Второй взрыв, казалось, приподнял «Крылья». Столб воды и пара вырвался наружу, на голову людей обрушились куски угля, обломки и осколки стекла. Где-то рядом за гибелью судна наблюдала подводная лодка, равнодушно посылая торпеды, сокрушающие плавучий дворец. Пока она рядом, корабли спасения побоятся подойти ближе. Несмотря на все разрушения, пароход обещал продержаться на плаву несколько часов, и Моника кляла себя за спешку.

На нижней палубе скопились толпы людей — в их лицах застыл ужас. Среди них Моника заметила продирающегося к лестнице Ромео. Его вид поразил ее. Он был взволнован, возбужден, его глаза безумно сверкали. За плечами болтался пустой военный ранец. Моника выкрикнула его имя. Ее истошный голос зазвенел над черными волнами. Ромео обернулся, увидел ее.

— Помоги мне! — прошептала она посиневшими губами.
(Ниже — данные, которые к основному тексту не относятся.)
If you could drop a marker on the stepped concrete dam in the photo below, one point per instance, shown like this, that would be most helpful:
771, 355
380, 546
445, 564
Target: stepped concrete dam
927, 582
Ромео что-то крикнул, она не разобрала, но ответ был совсем не тот, какого она с мольбой ожидала. Он юркнул в толпу, пробрался к парадной лестнице и взлетел наверх, туда, где размещались каюты первого класса. Распахнутые двери открывали взору зеркала и картины, брошенные вещи, забытые сокровища, что так манили его, стервятника. Ромео рылся в чемоданах, потрошил шкатулки, наметанным взглядом определял тайники, где он собирал по колечку, по брильянтовой серьге или запонке. Он кидался из каюты в каюту, набивая рюкзак деньгами и драгоценностями, покинутый корабль был усеян ими. Даже на коврах коридоров сверкали монеты и жемчужины из рассыпавшегося ожерелья. Ромео снова властвовал на опустошенном войной поле.
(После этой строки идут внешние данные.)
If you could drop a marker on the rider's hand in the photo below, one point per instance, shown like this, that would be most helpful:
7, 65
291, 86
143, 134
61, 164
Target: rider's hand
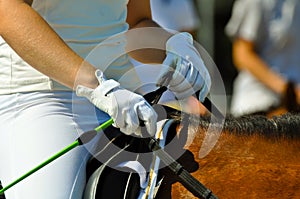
190, 74
126, 108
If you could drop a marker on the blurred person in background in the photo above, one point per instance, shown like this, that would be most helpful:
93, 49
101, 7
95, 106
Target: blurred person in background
179, 15
266, 48
49, 89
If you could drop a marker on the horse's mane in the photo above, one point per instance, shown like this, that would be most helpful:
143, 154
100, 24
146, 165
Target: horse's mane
285, 125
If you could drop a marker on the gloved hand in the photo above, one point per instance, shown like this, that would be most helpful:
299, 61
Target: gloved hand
190, 73
126, 108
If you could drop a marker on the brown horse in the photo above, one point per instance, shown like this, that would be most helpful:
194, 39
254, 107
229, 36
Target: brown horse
255, 157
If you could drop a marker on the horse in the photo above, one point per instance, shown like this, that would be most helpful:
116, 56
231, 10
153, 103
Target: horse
256, 156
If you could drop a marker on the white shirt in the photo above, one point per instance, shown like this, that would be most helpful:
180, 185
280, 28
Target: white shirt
175, 14
83, 25
274, 27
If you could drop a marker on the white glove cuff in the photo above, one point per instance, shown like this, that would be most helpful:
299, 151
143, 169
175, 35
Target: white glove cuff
178, 40
108, 85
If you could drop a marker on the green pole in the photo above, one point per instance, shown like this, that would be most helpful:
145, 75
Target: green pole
54, 157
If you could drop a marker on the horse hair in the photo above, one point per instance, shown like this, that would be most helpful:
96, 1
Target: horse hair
286, 125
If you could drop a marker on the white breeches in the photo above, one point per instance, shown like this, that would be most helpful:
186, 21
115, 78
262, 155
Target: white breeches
33, 127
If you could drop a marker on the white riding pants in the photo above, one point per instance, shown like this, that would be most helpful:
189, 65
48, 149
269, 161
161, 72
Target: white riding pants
33, 127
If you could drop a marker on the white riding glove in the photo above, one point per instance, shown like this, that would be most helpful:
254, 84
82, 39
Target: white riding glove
191, 75
126, 108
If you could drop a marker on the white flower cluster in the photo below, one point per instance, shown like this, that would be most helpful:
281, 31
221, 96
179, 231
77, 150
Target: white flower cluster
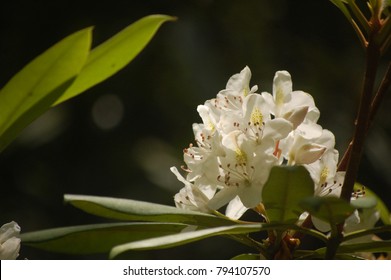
244, 134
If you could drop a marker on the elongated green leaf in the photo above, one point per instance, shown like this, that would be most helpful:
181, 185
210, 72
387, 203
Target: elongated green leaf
111, 56
133, 210
373, 247
385, 215
98, 238
364, 232
182, 238
32, 90
283, 191
247, 257
329, 209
Через час пароход стал заваливаться на бок, но руки и ноги Моники более не слушались. С оглушительным грохотом, скрежетом двадцатиметровые трубы обрушились на палубу и воду, убивая качающихся на волнах людей. В тот момент, когда вокруг повисла пугающая мертвая тишина, шеи Моники коснулась чья-то рука. Молодой женщине она показалась теплой. Она обернулась. С одной из разбитых шлюпок свешивался Железный Жан, его синие губы были сжаты. Моника хотела поднять к нему бесчувственную Валерию, но с ее губ сорвался стон бессилия. Жан легко вынул из воды малышку, передал сидящему в лодке человеку. Когда Моника оказалась рядом, ветер окатил ее ледяной волной, от которой она задохнулась. Борта шлюпки были ободраны, ощетинились острыми щепками. Казалось, жалкая лодка держалась на воде исключительно благодаря отсутствию волн. На море царствовала лишь легкая рябь, иначе они давно бы пошли ко дну.

В полдень, когда носовая часть корпуса наполовину скрылась под водой, «Крылья» перевернулись черным блестящим килем и ушли под воду. Одна из уцелевших лодок уносила оцепеневшую от холода Кэтти Норвуд. Вряд ли кто в бледной и постаревшей женщине узнал бы ту праздную госпожу жизни, какой она взошла на корабль. Вдруг она вздрогнула. Где-то вдали она расслышала голос. Мужчина звал ее по имени. Ее соседка услышала зов и обернулась. Кэтти застонала, заглушая далекие призывы, словно эхо. Перед ее глазами маячили отвратительные строчки с пошлым описанием любовных сцен, насыщенные скабрезными и бранными словами. Тогда, в каюте ей стало плохо, она отшвырнула мерзкое письмо. Но теперь ее стенания сливались с криками о помощи, что скоро совершенно затихли среди шепота безмерных вод.